Data Protection
HatiData protects sensitive data through four complementary mechanisms: column masking, row-level security, PII redaction in audit logs, and tenant isolation. These protections operate at different stages of the query pipeline and can be combined for defense-in-depth.
Column Masking
Column masking applies dynamic redaction to query results after execution at the proxy layer. The underlying data is never modified -- masking is applied on the wire before results reach the client.
Masking Functions
| Function | Description | Input | Output |
|---|---|---|---|
| Full | Replace entire value with *** | alice@example.com | *** |
| Partial | Show last N characters | 4111111111111111 | ***1111 |
| Hash | SHA-256 digest of the value | alice@example.com | a1b2c3d4e5f6... |
| Null | Replace with SQL NULL | 555-0100 | NULL |
Creating a Masking Policy
curl -X POST https://api.hatidata.com/v1/environments/env_abc/policies \
-H "Authorization: Bearer <jwt>" \
-H "Content-Type: application/json" \
-d '{
"name": "pii-masking",
"type": "column_masking",
"rules": [
{
"table": "customers",
"column": "email",
"function": "full",
"exempt_roles": ["owner", "admin"]
},
{
"table": "customers",
"column": "phone",
"function": "null",
"exempt_roles": ["owner"]
},
{
"table": "payments",
"column": "card_number",
"function": "partial",
"visible_chars": 4,
"exempt_roles": []
},
{
"table": "customers",
"column": "ssn",
"function": "hash",
"exempt_roles": []
}
]
}'
Role-Based Exemptions
Each masking rule specifies which roles can see the unmasked value. A query from an analyst role would see:
SELECT name, email, phone, ssn FROM customers;
| name | phone | ssn | |
|---|---|---|---|
| Alice | *** | NULL | a1b2c3d4... |
| Bob | *** | NULL | e5f6g7h8... |
The same query from an owner role:
| name | phone | ssn | |
|---|---|---|---|
| Alice | alice@example.com | 555-0100 | a1b2c3d4... |
| Bob | bob@example.com | 555-0200 | e5f6g7h8... |
Notice that ssn has no exempt roles -- it is always hashed, even for owners.

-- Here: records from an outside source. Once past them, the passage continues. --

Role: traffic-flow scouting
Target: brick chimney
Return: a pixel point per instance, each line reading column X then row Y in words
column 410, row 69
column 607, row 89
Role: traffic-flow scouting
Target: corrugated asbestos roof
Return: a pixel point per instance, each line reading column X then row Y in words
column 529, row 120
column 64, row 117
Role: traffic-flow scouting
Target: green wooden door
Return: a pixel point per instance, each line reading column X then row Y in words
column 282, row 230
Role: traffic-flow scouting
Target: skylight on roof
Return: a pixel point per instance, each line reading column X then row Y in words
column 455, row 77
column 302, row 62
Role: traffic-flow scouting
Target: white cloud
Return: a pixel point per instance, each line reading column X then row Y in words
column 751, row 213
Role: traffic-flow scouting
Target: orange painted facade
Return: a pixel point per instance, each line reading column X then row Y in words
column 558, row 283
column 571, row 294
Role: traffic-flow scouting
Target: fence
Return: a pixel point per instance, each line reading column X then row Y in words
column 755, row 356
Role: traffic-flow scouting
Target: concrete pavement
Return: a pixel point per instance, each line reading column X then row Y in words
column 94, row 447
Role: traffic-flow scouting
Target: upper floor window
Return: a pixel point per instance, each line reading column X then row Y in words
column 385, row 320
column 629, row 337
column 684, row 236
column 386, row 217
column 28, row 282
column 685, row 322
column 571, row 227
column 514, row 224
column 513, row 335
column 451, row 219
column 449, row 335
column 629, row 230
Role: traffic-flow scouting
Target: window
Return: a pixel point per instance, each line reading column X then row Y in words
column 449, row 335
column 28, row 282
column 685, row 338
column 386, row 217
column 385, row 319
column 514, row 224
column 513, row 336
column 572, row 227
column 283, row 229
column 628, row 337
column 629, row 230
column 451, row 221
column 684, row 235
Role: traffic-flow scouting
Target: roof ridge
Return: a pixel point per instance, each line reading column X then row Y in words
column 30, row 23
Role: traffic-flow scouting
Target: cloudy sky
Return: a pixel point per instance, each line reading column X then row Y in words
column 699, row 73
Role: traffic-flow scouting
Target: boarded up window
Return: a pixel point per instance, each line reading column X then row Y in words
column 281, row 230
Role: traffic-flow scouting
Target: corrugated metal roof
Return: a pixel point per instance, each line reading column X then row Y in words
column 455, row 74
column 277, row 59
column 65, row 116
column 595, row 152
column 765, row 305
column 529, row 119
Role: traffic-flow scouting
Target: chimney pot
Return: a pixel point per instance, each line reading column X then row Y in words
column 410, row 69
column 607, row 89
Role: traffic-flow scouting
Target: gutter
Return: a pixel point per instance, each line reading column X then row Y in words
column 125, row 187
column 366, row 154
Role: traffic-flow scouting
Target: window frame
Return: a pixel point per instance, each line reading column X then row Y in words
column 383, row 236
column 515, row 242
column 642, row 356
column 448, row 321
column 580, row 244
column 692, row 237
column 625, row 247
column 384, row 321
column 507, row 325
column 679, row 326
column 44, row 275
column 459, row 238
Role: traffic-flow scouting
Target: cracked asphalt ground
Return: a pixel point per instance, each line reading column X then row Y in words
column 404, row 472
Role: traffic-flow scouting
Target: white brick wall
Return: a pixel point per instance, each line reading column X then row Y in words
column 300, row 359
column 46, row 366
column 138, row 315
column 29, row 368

Agent-Specific Masking Rules
Masking rules can target specific agents or agent frameworks:
{
"table": "customers",
"column": "email",
"function": "hash",
"apply_to_agents": true,
"agent_framework_exempt": [],
"agent_id_exempt": ["agent-email-sender"]
}
This ensures that AI agents see hashed email addresses by default, with exceptions for agents that genuinely need the raw value (such as an email-sending agent).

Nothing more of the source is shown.